Abstract

Understanding and controlling phase transformations is a timely subject of investigation because they are essential for the fabrication of high-performance materials with applications in energy, sensors, biomedical, and information-related technologies. Such transformations at the nanoscale arise from both diffusion kinetics and surface thermodynamics, whose reasoning represents a major intellectual challenge in multicomponent systems. In particular, the study of interconversion routes between stable and metastable states provides a useful foundation for the rational design of hard and soft materials. Here, we highlight some recent studies that have demonstrated the possibility of transforming rigid (hard) MOFs into flexible (soft) gel materials in quantitative (or nearly quantitative) yields, and vice versa albeit involving different mechanisms and starting materials.

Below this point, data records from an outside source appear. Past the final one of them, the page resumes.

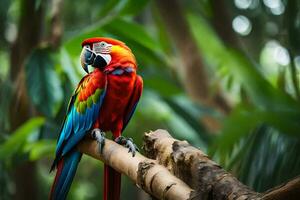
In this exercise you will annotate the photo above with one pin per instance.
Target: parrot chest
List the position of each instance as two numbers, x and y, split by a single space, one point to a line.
119 90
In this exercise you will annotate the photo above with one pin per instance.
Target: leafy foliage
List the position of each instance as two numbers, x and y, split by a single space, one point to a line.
42 82
258 139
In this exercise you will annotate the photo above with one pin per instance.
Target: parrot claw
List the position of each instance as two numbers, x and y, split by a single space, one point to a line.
128 143
99 136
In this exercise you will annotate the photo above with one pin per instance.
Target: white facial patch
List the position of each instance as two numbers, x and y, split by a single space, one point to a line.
106 57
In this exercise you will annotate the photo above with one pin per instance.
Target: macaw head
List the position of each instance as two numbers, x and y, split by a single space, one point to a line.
106 54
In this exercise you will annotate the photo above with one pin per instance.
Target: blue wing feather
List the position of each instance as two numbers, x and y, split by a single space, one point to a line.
76 125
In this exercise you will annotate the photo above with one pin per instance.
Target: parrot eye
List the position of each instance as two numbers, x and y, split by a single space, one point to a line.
103 44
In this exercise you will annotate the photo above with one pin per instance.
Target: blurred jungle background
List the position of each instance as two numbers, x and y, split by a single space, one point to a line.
222 74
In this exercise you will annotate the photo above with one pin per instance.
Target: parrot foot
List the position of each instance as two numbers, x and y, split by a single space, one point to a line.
99 136
128 143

These works represent a new paradigm in the growing areas of crystal engineering and stimuli-responsive gels by building new bridges between advanced functional materials that have been traditionally studied in very different research fields.

Highlights

  • Viscoelastic gels[1] exhibit solid-like rheological behavior under deformation[2] and have been considered promising materials for bottom-up nanofabrication in numerous research fields.[3]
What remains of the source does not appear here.